This module allows for testing of task health (or any metric available via HTTP, for example cluster state, leader, etc...) and emit a scheduler event so the issue will be handled in code.  



The option properties you can specify to create a `taskHealthHelper` are the following:



* `interval`: The time interval between checks, in seconds, can be partial seconds (but not recommended), defaults to 30 seconds.

* `graceCount`: The amount of failed checks until a task is marked as unhealthy, defaults to 4.

* `portIndex`: The port index to check, defaults to 0.

* `propertyPrefix`: A optional prefix for the health property, mainly to be used when having multiple health checks per framework (normal health and leader status, for instance), defaults to an empty string.

* `errorEvent`: The name of the event to emit when a task fails the health check (after the grace count), defaults to propertyPrefix + "task_unhealthy".

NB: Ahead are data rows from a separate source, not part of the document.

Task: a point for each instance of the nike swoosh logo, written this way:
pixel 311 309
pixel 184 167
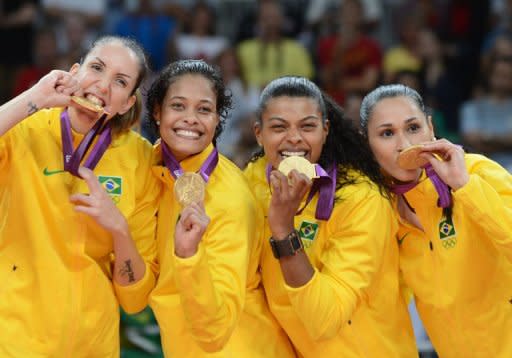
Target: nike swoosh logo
pixel 47 172
pixel 402 239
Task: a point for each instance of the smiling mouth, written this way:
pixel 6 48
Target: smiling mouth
pixel 187 134
pixel 96 100
pixel 288 153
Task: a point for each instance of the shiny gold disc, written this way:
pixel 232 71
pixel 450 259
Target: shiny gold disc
pixel 189 188
pixel 301 164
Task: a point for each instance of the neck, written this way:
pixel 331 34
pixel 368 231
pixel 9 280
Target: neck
pixel 81 122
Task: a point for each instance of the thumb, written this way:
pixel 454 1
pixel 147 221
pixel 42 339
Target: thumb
pixel 91 179
pixel 433 160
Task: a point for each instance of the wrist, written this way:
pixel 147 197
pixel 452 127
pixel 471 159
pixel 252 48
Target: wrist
pixel 282 233
pixel 185 252
pixel 120 231
pixel 286 247
pixel 460 183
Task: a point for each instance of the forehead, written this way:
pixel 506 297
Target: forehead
pixel 192 86
pixel 394 109
pixel 116 56
pixel 291 107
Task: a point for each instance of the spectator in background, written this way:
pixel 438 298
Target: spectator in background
pixel 151 28
pixel 270 55
pixel 486 122
pixel 244 101
pixel 76 22
pixel 45 57
pixel 349 61
pixel 250 26
pixel 16 36
pixel 199 39
pixel 405 55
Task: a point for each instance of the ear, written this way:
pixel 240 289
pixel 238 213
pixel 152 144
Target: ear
pixel 256 127
pixel 156 113
pixel 74 69
pixel 327 126
pixel 431 126
pixel 129 103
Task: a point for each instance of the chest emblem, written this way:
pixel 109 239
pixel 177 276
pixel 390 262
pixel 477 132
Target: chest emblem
pixel 308 232
pixel 112 185
pixel 447 233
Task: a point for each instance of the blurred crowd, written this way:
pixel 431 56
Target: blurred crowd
pixel 457 53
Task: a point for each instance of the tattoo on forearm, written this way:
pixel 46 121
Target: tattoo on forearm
pixel 32 108
pixel 127 270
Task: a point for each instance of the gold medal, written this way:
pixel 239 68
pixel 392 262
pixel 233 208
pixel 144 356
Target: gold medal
pixel 85 103
pixel 189 188
pixel 301 164
pixel 410 158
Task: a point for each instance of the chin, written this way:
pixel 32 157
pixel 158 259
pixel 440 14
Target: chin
pixel 406 176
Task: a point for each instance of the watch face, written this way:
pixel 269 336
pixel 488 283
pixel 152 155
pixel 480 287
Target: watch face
pixel 286 247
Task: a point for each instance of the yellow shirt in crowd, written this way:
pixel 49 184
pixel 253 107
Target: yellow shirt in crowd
pixel 56 292
pixel 352 307
pixel 461 271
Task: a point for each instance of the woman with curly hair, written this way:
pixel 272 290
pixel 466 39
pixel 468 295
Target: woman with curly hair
pixel 208 297
pixel 330 267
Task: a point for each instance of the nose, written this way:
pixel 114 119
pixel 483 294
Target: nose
pixel 403 142
pixel 294 136
pixel 190 117
pixel 103 85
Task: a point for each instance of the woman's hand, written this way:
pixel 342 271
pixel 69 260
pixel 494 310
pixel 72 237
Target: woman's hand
pixel 54 89
pixel 452 168
pixel 99 205
pixel 189 230
pixel 287 194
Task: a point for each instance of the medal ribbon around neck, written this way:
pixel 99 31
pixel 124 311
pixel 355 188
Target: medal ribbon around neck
pixel 73 158
pixel 175 168
pixel 443 191
pixel 325 184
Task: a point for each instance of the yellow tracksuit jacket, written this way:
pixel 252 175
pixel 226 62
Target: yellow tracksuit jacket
pixel 56 292
pixel 352 307
pixel 461 271
pixel 212 304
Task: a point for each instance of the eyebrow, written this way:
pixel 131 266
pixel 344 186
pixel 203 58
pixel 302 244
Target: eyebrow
pixel 310 117
pixel 387 125
pixel 105 65
pixel 185 98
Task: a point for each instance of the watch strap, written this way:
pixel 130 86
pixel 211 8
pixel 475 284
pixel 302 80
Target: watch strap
pixel 287 246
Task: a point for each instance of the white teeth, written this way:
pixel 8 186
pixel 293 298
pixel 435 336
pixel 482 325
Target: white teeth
pixel 95 99
pixel 290 154
pixel 188 134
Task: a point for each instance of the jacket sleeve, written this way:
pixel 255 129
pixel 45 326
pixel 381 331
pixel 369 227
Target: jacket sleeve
pixel 487 201
pixel 142 223
pixel 349 261
pixel 212 282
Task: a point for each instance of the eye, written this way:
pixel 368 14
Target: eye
pixel 205 110
pixel 95 66
pixel 386 133
pixel 414 127
pixel 277 127
pixel 177 106
pixel 309 126
pixel 122 82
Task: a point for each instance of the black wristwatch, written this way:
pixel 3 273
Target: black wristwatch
pixel 286 247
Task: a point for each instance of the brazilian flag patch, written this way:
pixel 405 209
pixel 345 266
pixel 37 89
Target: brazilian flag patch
pixel 308 230
pixel 447 232
pixel 113 185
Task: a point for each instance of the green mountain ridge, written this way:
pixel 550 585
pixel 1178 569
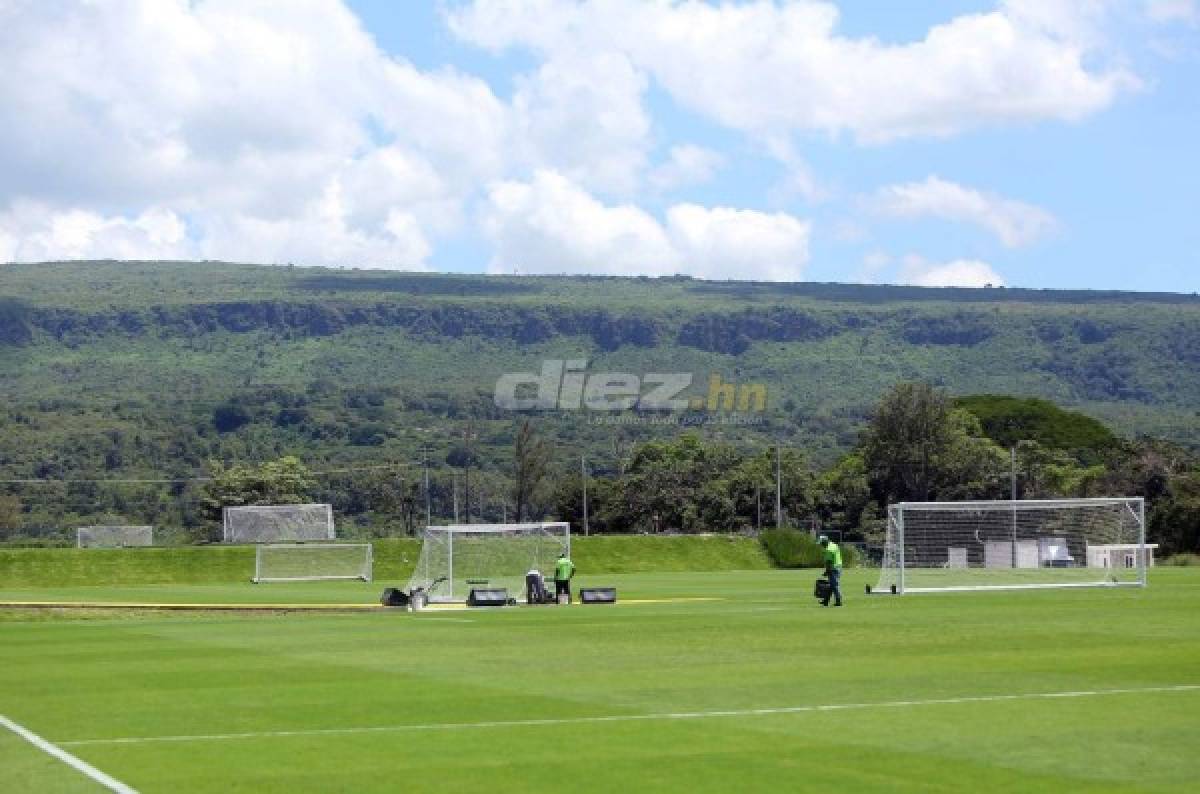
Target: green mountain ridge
pixel 126 367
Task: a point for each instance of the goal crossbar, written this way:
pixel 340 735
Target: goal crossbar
pixel 312 561
pixel 1014 545
pixel 459 557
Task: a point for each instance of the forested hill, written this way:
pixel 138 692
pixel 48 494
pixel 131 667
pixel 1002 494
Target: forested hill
pixel 143 367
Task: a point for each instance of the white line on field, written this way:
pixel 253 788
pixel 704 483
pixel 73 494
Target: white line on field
pixel 635 717
pixel 108 782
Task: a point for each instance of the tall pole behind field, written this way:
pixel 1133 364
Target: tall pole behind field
pixel 583 471
pixel 779 491
pixel 1013 481
pixel 466 479
pixel 429 505
pixel 757 507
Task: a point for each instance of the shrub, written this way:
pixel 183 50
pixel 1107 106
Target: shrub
pixel 791 548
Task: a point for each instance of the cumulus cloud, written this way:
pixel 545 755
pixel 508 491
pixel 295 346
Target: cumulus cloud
pixel 959 272
pixel 550 224
pixel 685 166
pixel 775 68
pixel 582 115
pixel 34 232
pixel 265 131
pixel 1173 11
pixel 1015 223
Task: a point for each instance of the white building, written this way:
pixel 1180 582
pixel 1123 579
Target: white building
pixel 1119 555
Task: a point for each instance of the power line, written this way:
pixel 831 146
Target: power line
pixel 45 481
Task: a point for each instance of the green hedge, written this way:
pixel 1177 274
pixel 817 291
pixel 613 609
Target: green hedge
pixel 791 548
pixel 394 560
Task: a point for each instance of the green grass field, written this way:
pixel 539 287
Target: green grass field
pixel 933 692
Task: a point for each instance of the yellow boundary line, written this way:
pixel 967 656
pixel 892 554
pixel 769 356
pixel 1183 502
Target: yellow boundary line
pixel 285 607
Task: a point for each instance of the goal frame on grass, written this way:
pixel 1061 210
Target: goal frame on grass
pixel 1006 545
pixel 277 523
pixel 459 557
pixel 114 536
pixel 312 561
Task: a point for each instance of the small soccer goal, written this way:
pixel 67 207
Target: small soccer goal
pixel 277 523
pixel 460 558
pixel 946 546
pixel 312 561
pixel 113 536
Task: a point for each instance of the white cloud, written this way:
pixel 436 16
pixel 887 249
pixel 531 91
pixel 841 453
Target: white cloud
pixel 959 272
pixel 267 131
pixel 1015 223
pixel 550 224
pixel 1173 11
pixel 685 166
pixel 775 68
pixel 582 115
pixel 33 232
pixel 723 242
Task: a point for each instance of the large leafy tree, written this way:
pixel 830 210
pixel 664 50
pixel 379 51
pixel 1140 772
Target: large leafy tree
pixel 919 447
pixel 529 459
pixel 285 481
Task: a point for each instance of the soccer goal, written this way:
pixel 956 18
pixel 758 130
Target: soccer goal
pixel 312 561
pixel 279 523
pixel 113 536
pixel 456 559
pixel 937 546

* `additionalProperties`: An array of additional properties to be set, these properties do not have the prefix added to them, information below.

* `taskNameFilter`: An optional regular expression to filter tasks to be checked by the health check.

* `statusCodes`: An array of acceptable HTTP status codes, defaults to [200].

* `checkBodyFunction`: An optional function to check the body of the HTTP response (only after it passed the status check), parameters are the task object and the response body, needs to retrun a boolean.



The additional properties array is an array of objects with the following members:



* `name`: The name of the property to set, for example: "leader" (mandatory).

* `setUnhealthy`: Should the property be set when the check fails (optional, when unset it only sets the property when healthy).

* `inverse`: Whether the health status and the property are inversed or not (optional).